El QX80 II no es una simple actualización. El folleto oficial 2025 habla de un V6 biturbo con 450 CV y 516 lb-ft, además de hasta 8.500 lb de capacidad de remolque. Infiniti quiere convertirlo en un verdadero buque insignia moderno y dejar atrás la lógica del QX80 I. En ocasión reciente, eso significa un SUV donde la tecnología y la configuración pesan casi tanto como la mecánica pura. Quien entra aquí busca un gran Infiniti actual, no solo un SUV lujoso grande sin más.
La propia documentación oficial lo deja claro: automática de 9 marchas en el folleto, y en la página de producto aparecen Biometric Cooling, Electronic Air Suspension y ProPILOT Assist. Eso eleva mucho la sensación de gama alta, pero también obliga a probar más cosas de verdad. En esta generación, no basta con verificar que el motor va fino. También hay que comprobar que las funciones clave de confort y asistencia están presentes, activas y en buen estado, porque ahí se juega gran parte del valor real del coche.

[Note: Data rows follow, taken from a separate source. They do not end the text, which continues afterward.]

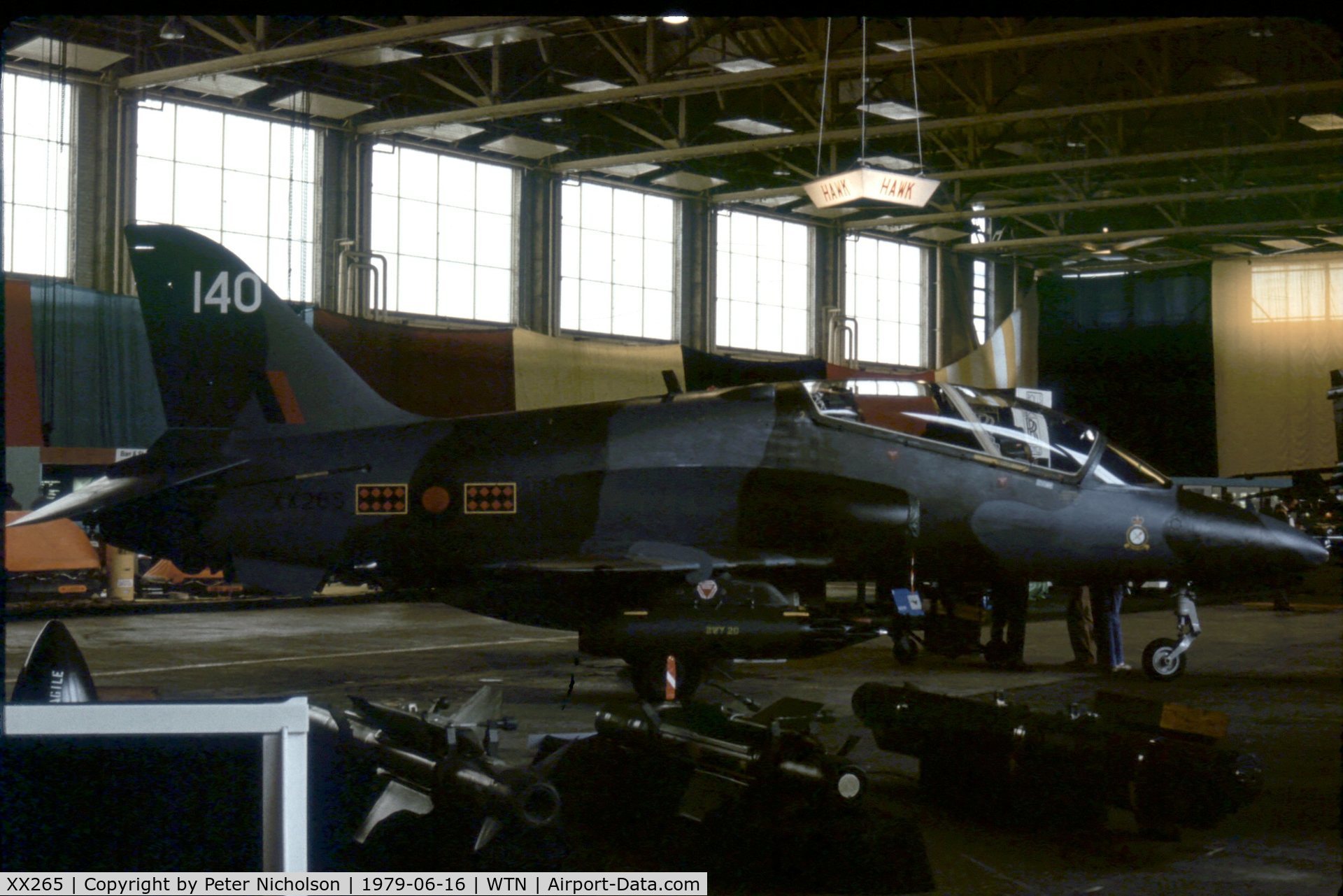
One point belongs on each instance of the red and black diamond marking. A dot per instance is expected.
(381, 499)
(489, 497)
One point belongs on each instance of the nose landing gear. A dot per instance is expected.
(1163, 659)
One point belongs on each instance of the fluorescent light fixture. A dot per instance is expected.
(634, 169)
(374, 57)
(893, 163)
(320, 105)
(687, 180)
(772, 202)
(173, 30)
(225, 85)
(872, 185)
(743, 65)
(1224, 76)
(64, 52)
(896, 229)
(893, 111)
(449, 134)
(492, 36)
(939, 234)
(524, 147)
(591, 85)
(753, 127)
(1322, 121)
(1134, 243)
(907, 45)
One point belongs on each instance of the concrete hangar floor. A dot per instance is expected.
(1275, 675)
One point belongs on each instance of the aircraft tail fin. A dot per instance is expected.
(230, 355)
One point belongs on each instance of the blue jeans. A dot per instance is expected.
(1109, 639)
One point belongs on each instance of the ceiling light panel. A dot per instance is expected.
(774, 202)
(523, 147)
(374, 57)
(836, 211)
(450, 132)
(591, 85)
(492, 36)
(893, 111)
(226, 85)
(907, 45)
(753, 127)
(741, 65)
(939, 234)
(1286, 243)
(320, 105)
(64, 52)
(890, 163)
(629, 171)
(1323, 121)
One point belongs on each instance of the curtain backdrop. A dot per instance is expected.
(1277, 332)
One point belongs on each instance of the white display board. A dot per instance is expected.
(283, 728)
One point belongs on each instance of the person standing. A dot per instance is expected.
(1107, 601)
(1007, 634)
(1080, 627)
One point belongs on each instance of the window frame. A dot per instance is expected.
(50, 214)
(851, 299)
(576, 229)
(723, 222)
(446, 264)
(230, 230)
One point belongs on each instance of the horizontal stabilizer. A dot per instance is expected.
(657, 557)
(112, 490)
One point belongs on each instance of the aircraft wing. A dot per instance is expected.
(111, 490)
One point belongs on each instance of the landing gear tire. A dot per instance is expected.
(906, 649)
(1158, 661)
(649, 676)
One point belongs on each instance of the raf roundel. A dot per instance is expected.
(436, 499)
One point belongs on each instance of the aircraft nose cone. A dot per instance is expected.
(1309, 551)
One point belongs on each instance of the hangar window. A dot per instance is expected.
(446, 229)
(884, 292)
(245, 182)
(617, 250)
(1303, 290)
(36, 176)
(763, 284)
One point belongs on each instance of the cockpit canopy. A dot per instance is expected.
(989, 423)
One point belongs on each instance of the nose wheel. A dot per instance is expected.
(1160, 660)
(1163, 659)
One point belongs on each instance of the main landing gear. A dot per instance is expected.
(1163, 659)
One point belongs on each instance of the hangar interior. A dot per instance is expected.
(1151, 195)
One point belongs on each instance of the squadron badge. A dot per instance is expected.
(1137, 536)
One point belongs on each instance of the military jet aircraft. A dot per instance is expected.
(622, 520)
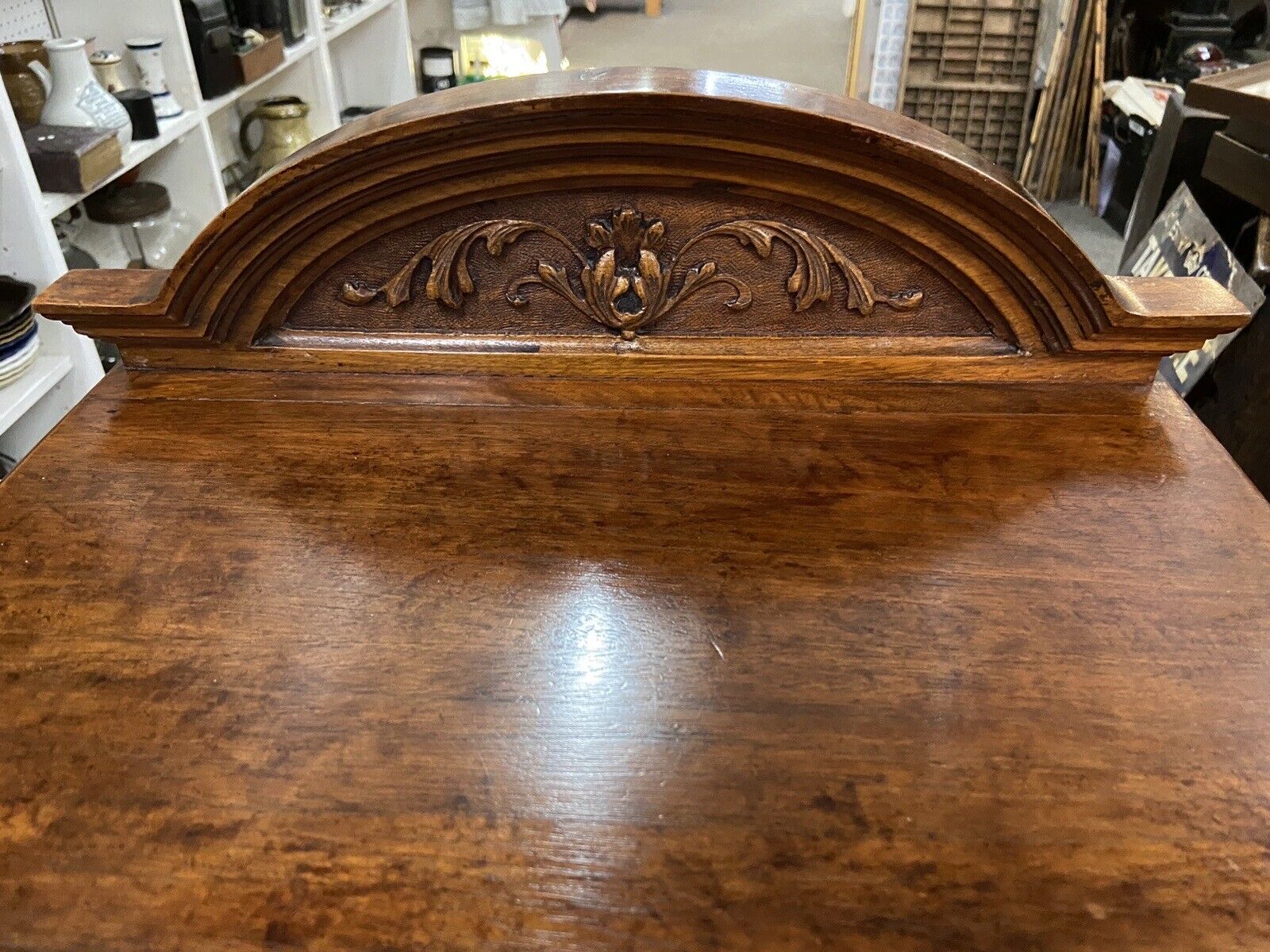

El punto documentado que no debe pasar desapercibido es la campaña 24V-747, vinculada a un problema de software que puede hacer que la imagen de la cámara trasera se congele o desaparezca. En un SUV de este tamaño, es un asunto central. Por eso, una buena QX80 II debe demostrar recall resuelto si aplica, suspensión neumática funcionando bien y asistentes realmente operativos. Solo con esa base el nuevo buque insignia tiene sentido como compra seria.